AIs and autonomous systems that do NOT contain Personal Data, Personal Identifiable Information (PII), Special Category Data or Proxy Variables are out of scope for this certification scheme. Auditors may provide the scheme, as agreed by contract, for one or more algorithmic systems, artificial intelligence systems or autonomous systems.  Any system specifically listed in the Act is in scope for this certification scheme.  Please see Independent Audit of AI Systems USER GUIDE v1.1 for more details on auditors, auditees and the creation and management of the audit rules and certification schemes.

The Auditee determines the system(s) to which the Auditor will apply the scheme and memorialises this agreement via contract. The Target of Evaluation (ToE) shall be defined by a contract between the auditor and the organisation (auditee).  The Auditee shall contract for any or all data controller/joint-controller/processor ToE that are in scope, including, but not limited to algorithmic systems, artificial intelligence or autonomous systems that include Personal Data. 

The Auditor will only perform an audit to the breadth and scope upon the ToE determined by the contract with the Auditee.  The Auditee bears the responsibility of ensuring that all necessary systems undergo an Audit.  The contract must specify one of the following:

1. For an individual system certification — The Auditee shall identify the ToE by name/identifier, specifically noting the boundaries of the systems.  Associated systems or adjacent processing must be clearly delineated as “in scope” or “out of scope” by the contract and have defined beginnings and endings. In scope functions can include Data Processors acting on behalf of a data controller. 
2. Multiple named systems, with the same criteria as #1 for each system or the sum of the combined systems, where the Auditee must delineate the “beginnings and ends”.

Automated employment decision tools encompasses any algorithmic systems, AI or autonomous system designed to search, screen, filter, select or otherwise determine a candidate for further consideration (e.g. interviewing, human review) in the hiring process or directly employ as a function of the system.  

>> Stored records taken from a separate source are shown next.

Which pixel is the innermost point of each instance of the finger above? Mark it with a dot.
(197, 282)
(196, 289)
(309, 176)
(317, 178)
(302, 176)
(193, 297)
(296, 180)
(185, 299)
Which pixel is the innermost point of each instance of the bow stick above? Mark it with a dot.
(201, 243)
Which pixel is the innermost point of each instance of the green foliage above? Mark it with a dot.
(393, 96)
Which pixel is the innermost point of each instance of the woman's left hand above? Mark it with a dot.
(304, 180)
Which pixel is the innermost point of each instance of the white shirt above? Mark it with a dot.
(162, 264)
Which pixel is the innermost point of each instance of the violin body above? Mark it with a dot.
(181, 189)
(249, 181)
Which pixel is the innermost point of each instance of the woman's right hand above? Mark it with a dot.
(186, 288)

There are certain audit criteria that apply only to Data Controllers. As determined by GDPR and UK GDPR, ForHumanity defines a Data Controller as being the organisation that interfaces with a Data Subject, collects Personal Data, Special Category Data, PII or Proxy Variables, distributes a privacy policy to and is As a result, an organisation that functions solely as a Data Processor will be unable to comply with audit criteria specified for Data Controllers. This will not prevent them from achieving certification.  Data Processors will not need to comply with criteria that applies only to Data Controllers and marked “Controller-only”.  A Data Controller or Joint-Controller must be compliant with all criteria for certification.